Colorado Politics

Democratic state Senate candidate Alan Kennedy-Shaffer targeting pot customers with campaign ads

In what could be a first, Democrat Alan Kennedy-Shaffer, one of five Democrats running for an open state Senate seat in next year’s election, plans to start running campaign ads through the primary on video screens at marijuana dispensaries throughout the Denver district.

Kennedy-Shaffer told Colorado Politics his campaign ads touting the attorney as a “Cannabis Champion” and the “voice of the cannabis community” should start appearing in January on the in-store TV network operated in pot shops by Boulder-based GreenScreens (motto: “We turn your walls into money”). The company’s screens are operating in about a dozen dispensaries in Senate District 34, he said.

Advertising in dispensaries – in front of a captive audience typically standing in notoriously slow check-out lines – is a chance, Kennedy-Shaffer said, to direct his message to voters who are more than likely progressive and understand the federal government could threaten legalized marijuana but might not be attuned to local candidates.

He added that GreenScreens CEO Ryan Sterling thinks this will be the first time direct political advertising for a pro-cannabis candidate has been done at licensed cannabis establishments.

Four other Democrats are running for the heavily Democratic seat held by term-limited Senate Minority Leader Lucia Guzman, a Denver Democrat. The others in the race are Julie Gonzales, Jonah Weiss, Jennifer Calderone and Edward “Milo” Schwab, who filed to run for the seat in late November. State Rep. Dan Pabon, a Denver Democrat facing term limits in his House district, has said he’s considering a run in the Senate district.

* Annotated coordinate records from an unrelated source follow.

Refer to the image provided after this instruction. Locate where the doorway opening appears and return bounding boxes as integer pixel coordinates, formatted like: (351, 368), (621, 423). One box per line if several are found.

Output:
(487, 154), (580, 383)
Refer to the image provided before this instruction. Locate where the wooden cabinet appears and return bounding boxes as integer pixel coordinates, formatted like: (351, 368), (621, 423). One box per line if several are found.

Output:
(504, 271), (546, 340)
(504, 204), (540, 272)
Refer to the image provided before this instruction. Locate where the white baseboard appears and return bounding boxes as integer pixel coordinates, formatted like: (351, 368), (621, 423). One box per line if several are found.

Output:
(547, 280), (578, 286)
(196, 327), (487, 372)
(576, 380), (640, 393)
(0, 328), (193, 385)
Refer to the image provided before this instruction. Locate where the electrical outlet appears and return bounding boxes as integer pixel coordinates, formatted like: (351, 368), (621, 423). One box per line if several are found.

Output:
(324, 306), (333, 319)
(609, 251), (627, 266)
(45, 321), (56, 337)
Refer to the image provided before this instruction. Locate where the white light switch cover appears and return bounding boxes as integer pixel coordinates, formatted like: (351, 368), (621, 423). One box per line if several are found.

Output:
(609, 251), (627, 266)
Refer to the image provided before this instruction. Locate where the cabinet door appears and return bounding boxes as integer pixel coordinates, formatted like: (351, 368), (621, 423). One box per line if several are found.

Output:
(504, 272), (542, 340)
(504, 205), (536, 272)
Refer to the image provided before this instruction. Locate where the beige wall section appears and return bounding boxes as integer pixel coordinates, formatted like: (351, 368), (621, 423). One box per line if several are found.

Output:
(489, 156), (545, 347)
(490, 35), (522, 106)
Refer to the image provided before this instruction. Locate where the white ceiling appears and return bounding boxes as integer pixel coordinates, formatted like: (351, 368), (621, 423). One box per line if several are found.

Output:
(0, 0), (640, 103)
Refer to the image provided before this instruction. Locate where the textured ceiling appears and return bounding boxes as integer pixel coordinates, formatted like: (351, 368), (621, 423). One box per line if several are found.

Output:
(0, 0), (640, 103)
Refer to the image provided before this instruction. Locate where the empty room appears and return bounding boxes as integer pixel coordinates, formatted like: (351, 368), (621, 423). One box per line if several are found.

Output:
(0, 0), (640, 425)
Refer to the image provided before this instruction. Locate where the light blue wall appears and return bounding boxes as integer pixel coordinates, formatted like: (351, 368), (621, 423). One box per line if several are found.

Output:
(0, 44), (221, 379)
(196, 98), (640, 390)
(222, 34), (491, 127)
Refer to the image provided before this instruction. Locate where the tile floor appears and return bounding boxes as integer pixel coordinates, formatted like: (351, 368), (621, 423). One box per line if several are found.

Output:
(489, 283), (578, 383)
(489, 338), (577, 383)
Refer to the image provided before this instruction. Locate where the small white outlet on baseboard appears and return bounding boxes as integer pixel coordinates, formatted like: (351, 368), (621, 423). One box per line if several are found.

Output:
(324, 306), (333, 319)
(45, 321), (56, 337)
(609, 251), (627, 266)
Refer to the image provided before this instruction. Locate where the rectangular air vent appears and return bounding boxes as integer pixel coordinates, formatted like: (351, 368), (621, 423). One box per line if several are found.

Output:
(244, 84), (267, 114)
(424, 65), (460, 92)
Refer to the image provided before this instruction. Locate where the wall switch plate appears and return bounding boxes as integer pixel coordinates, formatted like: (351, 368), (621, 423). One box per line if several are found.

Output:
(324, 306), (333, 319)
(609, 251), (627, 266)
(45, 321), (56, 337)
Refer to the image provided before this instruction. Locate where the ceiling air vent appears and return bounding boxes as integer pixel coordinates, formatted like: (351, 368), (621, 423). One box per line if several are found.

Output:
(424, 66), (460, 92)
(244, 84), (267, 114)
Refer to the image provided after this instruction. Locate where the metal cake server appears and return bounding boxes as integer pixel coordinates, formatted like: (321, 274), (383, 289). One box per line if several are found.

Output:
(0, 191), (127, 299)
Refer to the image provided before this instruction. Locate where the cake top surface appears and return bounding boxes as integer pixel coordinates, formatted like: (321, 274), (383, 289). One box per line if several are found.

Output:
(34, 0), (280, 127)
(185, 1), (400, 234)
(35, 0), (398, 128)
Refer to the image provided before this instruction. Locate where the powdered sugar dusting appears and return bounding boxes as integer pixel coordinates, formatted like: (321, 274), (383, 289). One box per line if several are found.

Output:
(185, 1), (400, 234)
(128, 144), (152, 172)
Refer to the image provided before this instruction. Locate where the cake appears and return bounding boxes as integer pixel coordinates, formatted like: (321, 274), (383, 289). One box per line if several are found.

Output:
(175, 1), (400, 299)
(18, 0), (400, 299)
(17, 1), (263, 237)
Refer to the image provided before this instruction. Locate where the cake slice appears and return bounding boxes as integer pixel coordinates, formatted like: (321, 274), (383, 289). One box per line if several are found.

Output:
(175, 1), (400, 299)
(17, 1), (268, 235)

In a draft ad obtained by Colorado Politics, Kennedy-Shaffer calls himself a champion of marijuana legalization, points out that he’s sued President Donald Trump – “and won!” – and supports both “cannabis banking” and equitable treatment of the industry by the IRS.

Kennedy-Shaffer said he wants the state to charter a bank for pot businesses that can’t use federally chartered banks because the feds still classify the drug as a controlled substance. In addition, Kennedy-Shaffer is among numerous advocates who wants to repeal a section of the tax code that won’t allow pot businesses to deduct operating expenses the way most businesses can.

As for suing Trump, Kennedy-Shaffer has represented plaintiffs who have sued the Trump administration over the first version of the president’s travel ban and a rule change that allows employers to deny birth control coverage through their employees’ insurance plans. Kennedy-Shaffer’s client won the first lawsuit while a verdict is pending in the second.